Multilocus sequence typing (MLST)
DNA of all 43 K. pneumoniae strains was extracted using the QIAamp DNA mini kit (QIAGEN Co., Venlo, Netherlands). Seven housekeeping genes (gapA, infB, mdh, pgi, phoE, rpoB, and tonB) [22] were sequenced for STs of the 43 strains according to the K. pneumoniae MLST database given at the website (http://www.pasteur.fr/recherche/genopole/PF8/mlst/Kpneumoniae.html). The primers are shown in Additional file 1.
Polymerase chain reaction (PCR) for serotypes, drug-resistance, and virulence genes
Serotypes (K1, K2, K5, K20, K54, and K57) [23, 24], drug-resistance genes (blaKPC, blaKPC-2, blaCTX-M1, blaCTX-M2, blaCTX-M8, blaCTX-M9, blaOXA48, blaNDM, blaIMP, and blaSHV) and virulence genes (wzy-K1, wzx, wzc, allS, entB, irp2, ybtS, iroB, iroN, iucA, kfu, fimH, mrkD, wabG, uge, rmpA, rmpA2, c-rmpA, p-rmpA, p-rmpA2, terB, peg-344, peg-589 and peg-1631) [12, 25, 26] were all determined by regular PCR using an Applied Biosystems Veriti PCR system (ABI, San Ramon, CA, USA). The primers used are described in Additional file 1. Sequencing of wzi loci was also used to determine serotypes [27] by comparison with the database of Pasteur Institute (https://bigsdb.pasteur.fr/klebsiella/klebsiella.html).
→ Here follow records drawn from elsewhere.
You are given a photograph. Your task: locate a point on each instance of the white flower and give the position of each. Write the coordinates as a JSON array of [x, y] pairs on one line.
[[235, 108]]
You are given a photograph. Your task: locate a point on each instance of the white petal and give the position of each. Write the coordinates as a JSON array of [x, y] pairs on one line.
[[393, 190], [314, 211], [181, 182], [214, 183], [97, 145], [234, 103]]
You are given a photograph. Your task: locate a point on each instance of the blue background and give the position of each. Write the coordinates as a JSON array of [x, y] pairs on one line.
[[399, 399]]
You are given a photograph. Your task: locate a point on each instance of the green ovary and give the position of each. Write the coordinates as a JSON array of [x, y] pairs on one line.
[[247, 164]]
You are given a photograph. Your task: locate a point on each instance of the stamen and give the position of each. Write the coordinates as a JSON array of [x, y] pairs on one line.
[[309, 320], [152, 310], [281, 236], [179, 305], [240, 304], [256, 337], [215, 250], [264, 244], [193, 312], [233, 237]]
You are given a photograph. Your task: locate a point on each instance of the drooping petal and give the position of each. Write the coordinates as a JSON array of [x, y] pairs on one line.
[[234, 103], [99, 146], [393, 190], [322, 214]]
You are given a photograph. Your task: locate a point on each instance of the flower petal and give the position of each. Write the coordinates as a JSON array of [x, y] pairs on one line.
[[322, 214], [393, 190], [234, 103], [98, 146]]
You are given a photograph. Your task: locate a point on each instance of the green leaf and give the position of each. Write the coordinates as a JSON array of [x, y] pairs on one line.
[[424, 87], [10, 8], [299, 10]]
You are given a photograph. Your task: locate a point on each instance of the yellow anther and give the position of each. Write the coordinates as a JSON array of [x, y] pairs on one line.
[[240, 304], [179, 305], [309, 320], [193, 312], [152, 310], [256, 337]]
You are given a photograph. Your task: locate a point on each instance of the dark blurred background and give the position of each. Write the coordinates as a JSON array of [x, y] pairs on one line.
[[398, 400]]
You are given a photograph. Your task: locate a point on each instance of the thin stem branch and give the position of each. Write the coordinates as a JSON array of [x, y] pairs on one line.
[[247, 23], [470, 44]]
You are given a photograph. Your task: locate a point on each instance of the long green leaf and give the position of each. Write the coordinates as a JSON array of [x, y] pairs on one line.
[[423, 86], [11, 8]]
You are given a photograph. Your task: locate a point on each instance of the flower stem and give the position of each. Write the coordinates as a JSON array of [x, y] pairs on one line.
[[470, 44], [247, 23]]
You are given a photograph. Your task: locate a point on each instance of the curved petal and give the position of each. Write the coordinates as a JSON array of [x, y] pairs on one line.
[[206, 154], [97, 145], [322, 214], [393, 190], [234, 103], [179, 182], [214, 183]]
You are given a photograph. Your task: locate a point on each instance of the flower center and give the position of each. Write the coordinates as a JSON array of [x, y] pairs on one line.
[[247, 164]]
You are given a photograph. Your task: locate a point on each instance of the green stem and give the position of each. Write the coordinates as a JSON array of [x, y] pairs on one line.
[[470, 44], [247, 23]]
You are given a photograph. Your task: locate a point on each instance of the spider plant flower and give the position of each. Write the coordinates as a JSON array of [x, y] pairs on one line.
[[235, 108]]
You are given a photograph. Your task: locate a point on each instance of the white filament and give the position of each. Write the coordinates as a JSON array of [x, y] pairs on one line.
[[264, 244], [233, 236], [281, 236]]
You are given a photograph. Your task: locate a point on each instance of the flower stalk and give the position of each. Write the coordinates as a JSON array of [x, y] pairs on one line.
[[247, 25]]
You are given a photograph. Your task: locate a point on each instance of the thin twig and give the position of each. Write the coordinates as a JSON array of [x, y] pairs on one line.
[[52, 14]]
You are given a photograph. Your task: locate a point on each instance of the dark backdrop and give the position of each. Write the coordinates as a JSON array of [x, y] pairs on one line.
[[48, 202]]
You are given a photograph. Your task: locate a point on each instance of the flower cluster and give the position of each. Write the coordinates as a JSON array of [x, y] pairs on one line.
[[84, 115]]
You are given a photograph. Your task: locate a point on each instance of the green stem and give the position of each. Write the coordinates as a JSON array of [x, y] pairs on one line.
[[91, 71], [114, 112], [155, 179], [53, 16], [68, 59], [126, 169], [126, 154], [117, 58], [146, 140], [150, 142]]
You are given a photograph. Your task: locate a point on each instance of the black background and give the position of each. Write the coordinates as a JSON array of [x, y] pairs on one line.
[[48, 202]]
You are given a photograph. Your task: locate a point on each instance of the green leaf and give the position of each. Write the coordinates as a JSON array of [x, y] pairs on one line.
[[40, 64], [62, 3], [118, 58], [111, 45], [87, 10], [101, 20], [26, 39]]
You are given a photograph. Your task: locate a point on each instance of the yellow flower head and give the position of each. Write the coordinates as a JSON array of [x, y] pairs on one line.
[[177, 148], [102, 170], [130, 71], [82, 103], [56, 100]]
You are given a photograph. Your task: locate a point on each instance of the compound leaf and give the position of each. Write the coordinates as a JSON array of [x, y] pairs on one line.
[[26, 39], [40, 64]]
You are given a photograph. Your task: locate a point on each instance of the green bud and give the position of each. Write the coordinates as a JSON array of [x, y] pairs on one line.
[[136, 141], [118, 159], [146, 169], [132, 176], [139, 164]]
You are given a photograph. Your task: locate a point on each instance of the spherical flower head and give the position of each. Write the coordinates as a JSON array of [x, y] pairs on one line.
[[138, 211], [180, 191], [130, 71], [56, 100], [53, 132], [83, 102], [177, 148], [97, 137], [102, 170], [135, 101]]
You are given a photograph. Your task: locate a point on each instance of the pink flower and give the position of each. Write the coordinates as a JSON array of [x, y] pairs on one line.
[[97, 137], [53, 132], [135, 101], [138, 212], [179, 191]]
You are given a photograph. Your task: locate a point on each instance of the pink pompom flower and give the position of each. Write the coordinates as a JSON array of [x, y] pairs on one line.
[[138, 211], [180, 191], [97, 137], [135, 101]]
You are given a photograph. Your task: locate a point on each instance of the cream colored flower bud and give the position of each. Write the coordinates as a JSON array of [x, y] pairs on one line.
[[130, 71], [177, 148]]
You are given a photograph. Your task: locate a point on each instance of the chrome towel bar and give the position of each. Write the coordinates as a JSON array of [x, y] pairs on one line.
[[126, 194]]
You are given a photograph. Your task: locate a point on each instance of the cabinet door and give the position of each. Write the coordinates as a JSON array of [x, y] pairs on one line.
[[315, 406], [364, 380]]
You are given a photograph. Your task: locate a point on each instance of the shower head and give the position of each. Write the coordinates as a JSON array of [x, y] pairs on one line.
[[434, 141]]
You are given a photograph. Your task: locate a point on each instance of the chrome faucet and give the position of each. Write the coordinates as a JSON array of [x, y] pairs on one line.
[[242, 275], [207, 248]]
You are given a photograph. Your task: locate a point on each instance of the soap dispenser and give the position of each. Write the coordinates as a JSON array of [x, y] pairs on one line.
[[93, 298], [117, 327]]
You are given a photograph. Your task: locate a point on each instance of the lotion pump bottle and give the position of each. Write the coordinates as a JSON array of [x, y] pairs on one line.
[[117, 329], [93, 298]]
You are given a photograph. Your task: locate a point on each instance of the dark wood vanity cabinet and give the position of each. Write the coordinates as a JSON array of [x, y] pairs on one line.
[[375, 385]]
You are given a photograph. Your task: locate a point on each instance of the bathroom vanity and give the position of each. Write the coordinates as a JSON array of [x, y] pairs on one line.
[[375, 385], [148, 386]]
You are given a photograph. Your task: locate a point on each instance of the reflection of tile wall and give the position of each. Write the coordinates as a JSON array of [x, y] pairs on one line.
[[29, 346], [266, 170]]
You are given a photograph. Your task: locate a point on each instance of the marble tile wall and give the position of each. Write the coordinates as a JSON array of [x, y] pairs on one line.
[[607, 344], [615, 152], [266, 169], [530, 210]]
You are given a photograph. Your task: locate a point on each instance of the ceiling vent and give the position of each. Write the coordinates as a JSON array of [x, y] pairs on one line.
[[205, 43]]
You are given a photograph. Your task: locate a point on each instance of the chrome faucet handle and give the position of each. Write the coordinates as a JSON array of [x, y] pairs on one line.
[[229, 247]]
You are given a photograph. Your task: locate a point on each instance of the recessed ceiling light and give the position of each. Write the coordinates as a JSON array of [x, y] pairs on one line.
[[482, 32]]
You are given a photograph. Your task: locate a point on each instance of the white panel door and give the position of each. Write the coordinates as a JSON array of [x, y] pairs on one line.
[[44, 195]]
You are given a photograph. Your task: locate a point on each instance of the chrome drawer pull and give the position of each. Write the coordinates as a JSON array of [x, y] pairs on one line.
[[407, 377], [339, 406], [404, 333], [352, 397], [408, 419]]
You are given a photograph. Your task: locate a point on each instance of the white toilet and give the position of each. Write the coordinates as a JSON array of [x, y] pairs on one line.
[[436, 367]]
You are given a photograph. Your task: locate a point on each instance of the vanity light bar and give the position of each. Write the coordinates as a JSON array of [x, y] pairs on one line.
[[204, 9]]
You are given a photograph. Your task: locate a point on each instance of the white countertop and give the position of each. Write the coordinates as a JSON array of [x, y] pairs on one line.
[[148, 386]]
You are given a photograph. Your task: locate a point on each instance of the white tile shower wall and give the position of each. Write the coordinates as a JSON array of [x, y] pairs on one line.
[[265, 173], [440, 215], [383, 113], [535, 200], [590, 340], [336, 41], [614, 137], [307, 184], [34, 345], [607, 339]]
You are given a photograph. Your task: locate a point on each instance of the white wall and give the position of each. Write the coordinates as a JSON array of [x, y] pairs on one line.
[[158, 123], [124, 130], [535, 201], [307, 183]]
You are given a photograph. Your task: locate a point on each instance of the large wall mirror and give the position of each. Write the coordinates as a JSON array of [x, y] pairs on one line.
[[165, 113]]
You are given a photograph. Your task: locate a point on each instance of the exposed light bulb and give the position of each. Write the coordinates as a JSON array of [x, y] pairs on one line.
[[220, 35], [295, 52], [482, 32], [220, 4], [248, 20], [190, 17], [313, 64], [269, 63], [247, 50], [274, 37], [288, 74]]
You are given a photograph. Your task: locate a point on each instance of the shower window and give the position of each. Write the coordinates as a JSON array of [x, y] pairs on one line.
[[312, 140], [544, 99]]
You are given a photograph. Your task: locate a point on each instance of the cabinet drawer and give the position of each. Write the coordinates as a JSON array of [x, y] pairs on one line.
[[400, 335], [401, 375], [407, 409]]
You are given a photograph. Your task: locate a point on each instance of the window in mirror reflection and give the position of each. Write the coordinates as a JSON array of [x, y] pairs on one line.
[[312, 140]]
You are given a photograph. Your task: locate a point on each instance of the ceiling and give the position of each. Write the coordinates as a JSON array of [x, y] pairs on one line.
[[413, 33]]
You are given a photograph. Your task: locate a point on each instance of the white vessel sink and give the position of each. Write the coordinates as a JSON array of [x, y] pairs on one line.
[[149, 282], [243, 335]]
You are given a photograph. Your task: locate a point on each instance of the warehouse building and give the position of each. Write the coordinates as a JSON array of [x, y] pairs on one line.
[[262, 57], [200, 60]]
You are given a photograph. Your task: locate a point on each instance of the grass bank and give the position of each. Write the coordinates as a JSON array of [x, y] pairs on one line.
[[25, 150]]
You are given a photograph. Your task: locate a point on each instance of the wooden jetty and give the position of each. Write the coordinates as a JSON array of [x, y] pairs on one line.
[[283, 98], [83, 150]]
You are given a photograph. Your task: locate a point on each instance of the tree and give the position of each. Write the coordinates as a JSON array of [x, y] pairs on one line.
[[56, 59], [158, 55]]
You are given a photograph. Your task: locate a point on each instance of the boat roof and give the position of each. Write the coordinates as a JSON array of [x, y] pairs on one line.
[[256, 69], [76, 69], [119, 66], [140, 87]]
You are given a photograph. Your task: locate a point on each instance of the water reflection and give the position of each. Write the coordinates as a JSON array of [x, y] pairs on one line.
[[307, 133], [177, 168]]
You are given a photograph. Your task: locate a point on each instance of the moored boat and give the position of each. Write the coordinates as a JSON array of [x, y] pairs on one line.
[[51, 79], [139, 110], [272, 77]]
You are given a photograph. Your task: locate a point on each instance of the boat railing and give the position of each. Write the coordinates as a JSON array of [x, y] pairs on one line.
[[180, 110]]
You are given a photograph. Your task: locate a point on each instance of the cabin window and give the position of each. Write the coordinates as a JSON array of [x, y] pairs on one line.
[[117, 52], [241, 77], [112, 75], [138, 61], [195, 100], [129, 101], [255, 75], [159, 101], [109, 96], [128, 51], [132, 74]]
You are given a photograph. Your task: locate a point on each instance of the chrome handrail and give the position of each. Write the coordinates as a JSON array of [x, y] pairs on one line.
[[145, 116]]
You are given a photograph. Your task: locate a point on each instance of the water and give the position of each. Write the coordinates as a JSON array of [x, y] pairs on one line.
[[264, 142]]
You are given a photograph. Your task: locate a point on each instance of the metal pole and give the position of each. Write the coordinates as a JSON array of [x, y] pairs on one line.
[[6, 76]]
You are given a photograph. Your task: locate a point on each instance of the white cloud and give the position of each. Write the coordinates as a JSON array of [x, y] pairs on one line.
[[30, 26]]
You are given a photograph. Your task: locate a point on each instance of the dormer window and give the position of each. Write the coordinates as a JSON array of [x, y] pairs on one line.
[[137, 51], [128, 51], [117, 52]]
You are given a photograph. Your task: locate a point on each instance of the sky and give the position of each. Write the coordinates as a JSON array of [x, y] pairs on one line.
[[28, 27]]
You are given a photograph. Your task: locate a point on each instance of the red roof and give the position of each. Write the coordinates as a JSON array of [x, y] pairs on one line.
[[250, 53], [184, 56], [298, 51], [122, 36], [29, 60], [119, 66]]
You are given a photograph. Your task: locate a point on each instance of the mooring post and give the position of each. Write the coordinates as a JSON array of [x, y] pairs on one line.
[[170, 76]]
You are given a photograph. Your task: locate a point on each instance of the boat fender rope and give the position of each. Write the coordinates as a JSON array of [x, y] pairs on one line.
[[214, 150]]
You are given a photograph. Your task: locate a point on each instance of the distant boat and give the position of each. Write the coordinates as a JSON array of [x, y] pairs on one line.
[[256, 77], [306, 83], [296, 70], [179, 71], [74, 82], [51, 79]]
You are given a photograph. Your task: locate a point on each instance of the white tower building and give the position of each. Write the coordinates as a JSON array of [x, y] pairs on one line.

Definitions of putative HvKP, cKP, Hv-CRKP, and carbapenem-resistant HvKP strains
Hypercapsule-associated genes (wzy-K1, c-rmpA, p-rmpA and p-rmpA2) and siderophore genes (entB, irp2, iroB, and iroN) were included for screening HvKP and cKP. HvKP and cKP were putatively defined as described previously [28]. CRKP was defined as K. pneumoniae strains that are non-susceptible to imipenem or meropenem. Hv-CRKP was defined as CRKP (cKP) that acquires key virulence genes that confer hypervirulence. Carbapenem-resistant HvKP was defined as HvKP (serotypes K1, K2, K5, K10, K20, K25, K27, and K57) that acquires carbapenem resistance.
MGE and PFGE analyses
MGE and PFGE analyses were both performed as the reference [29].
G. mellonella lethality test
G. mellonella larvae were used to determine the lethality of K. pneumoniae strains [30]. G. mellonella larvae, weighing approximately 300 mg, were purchased from Tianjin Huiyude Biotech Company, Tianjin, China. Mid-log phase cultures of K. pneumoniae strains were washed with phosphate-buffered saline and further adjusted to a concentration of 1 × 107 CFU/mL. Ten G. mellonella larvae were used per test. Survival analysis was done to compare the lethality of K. pneumoniae strains. All experiments were performed in triplicates.
Statistical analysis
GraphPad Prism 8 (GraphPad Software Inc., USA) was used to perform Chi-square test, Fisher’s exact test and survival analysis. The value of p < 0.05 was regarded as statistically significant.